Während allein der Begriff "Katholische Aufklärung" lange Zeit als ein Widerspruch in sich galt, erfährt er als Bezeichnung für eine heterogene Reformbewegung auch in der Aufklärungsforschung mittlerweile größere Aufmerksamkeit. Zugleich steht er für die allmähliche Hinwendung und weitgehende Anerkennung der Tatsache, dass sich das lange 18. Jahrhundert nicht durch das exklusive Verständnis einer spezifischen Aufklärung, sondern vielmehr durch eine Vielzahl von Aufklärungen und ihren facettenreichen Strömungen, Variationen und Sonderwegen auszeichnete, die neben staatlich-nationalen ebenso religiös-konfessionelle Konstellationen mit berücksichtigt. [3] In diese Vielfalt der Katholischen Aufklärung führt Lehner mit seiner vorliegenden Weltgeschichte ein.
Er leistet jedoch keine ermüdende, womöglich redundante Anhäufung von Einzeldarstellungen, sondern kombiniert und verknüpft sie zu Themenfeldern, die sich aus einer globalen Perspektive als Brennpunkte der Katholischen Aufklärung bezeichnen lassen. So beschäftigt er sich mit Fragen der Tolerierung und Toleranz, mit der Rolle von Frauen, mit den fernen Jesuitenmissionen in Amerika und Asien, mit Aberglaube, Wunderheilern und Dämonen, mit Heiligen und Sündern sowie mit Sklaverei und Rassismus.
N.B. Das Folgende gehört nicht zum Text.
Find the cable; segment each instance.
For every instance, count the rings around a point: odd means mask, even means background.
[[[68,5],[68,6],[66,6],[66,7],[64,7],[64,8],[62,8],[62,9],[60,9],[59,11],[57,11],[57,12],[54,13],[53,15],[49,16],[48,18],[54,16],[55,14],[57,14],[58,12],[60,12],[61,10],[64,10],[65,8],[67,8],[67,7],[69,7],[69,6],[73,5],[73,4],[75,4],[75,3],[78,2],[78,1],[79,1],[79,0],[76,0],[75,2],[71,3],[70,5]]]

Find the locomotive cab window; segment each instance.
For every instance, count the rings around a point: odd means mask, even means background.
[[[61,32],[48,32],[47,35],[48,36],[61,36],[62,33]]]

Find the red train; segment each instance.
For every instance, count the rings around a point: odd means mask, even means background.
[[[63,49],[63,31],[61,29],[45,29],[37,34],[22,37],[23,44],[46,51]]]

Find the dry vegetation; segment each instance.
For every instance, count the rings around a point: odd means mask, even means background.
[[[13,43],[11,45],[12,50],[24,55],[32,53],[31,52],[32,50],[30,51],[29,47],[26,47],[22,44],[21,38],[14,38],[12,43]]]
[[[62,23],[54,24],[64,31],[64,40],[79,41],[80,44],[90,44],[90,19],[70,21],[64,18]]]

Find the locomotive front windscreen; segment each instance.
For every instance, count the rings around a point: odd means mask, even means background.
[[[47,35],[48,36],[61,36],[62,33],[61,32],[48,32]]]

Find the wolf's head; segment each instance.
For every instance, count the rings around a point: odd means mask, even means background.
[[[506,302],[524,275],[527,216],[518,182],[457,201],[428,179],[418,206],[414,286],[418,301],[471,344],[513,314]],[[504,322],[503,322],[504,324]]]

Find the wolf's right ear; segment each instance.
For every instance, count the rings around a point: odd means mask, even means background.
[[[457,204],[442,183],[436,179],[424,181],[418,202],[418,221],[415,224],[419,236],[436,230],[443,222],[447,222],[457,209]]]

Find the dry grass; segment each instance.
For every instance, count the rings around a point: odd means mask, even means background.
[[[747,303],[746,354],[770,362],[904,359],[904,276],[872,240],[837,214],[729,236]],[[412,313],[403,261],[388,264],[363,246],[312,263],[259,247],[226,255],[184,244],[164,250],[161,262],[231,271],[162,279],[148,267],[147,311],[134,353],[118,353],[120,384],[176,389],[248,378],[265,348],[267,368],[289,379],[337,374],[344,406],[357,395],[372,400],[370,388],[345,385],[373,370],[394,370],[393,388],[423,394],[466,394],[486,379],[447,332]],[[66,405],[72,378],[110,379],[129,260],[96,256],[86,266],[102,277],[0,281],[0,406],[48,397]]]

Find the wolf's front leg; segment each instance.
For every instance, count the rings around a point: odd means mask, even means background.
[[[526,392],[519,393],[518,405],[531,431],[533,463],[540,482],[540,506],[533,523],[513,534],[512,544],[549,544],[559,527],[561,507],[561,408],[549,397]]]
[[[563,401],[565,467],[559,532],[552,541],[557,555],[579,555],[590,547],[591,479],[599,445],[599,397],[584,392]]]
Dies sind Themenfelder, von denen ein jedes für sich gewiss einer differenzierteren Betrachtung bedürfte, um den jeweiligen historischen Texten und Kontexten, den individuellen Biografien und ideengeschichtlichen Verflechtungen gerecht zu werden und dadurch die spezifischen Schattierungen der Katholischen Aufklärung an den jeweiligen Orten noch treffender begreifen zu können. Gerade solcher Tiefenbohrungen bedarf es allerdings, um eine globale Ideengeschichte vollends erfassen und durchdringen zu können. [4] Hierfür stellt Lehner immerhin schon vielversprechende Themenfelder zur Diskussion. Darüber hinaus stellt sich die brisante Frage, inwiefern es für die Beforschung der Katholischen Aufklärung hilfreich und erkenntnisleitend ist, von den vorsichtigen Reformversuchen des Tridentiner Konzils über die Katholische Aufklärung des 18. Jahrhunderts bis zu den Beschlüssen des Zweiten Vatikanischen Konzils der 1960er Jahre eine mehr oder weniger konstante Entwicklungslinie zu ziehen, wie sie Lehner beobachtet. Es scheint, als wenn er sich hierfür von der bekannten Formel ecclesia semper reformanda inspirieren ließ, die schon dem Kirchenvater Augustinus von Hippo in den Mund gelegt wurde und der selbst heute in der katholischen Kirche wieder zu neuer Geltung verholfen werden müsste.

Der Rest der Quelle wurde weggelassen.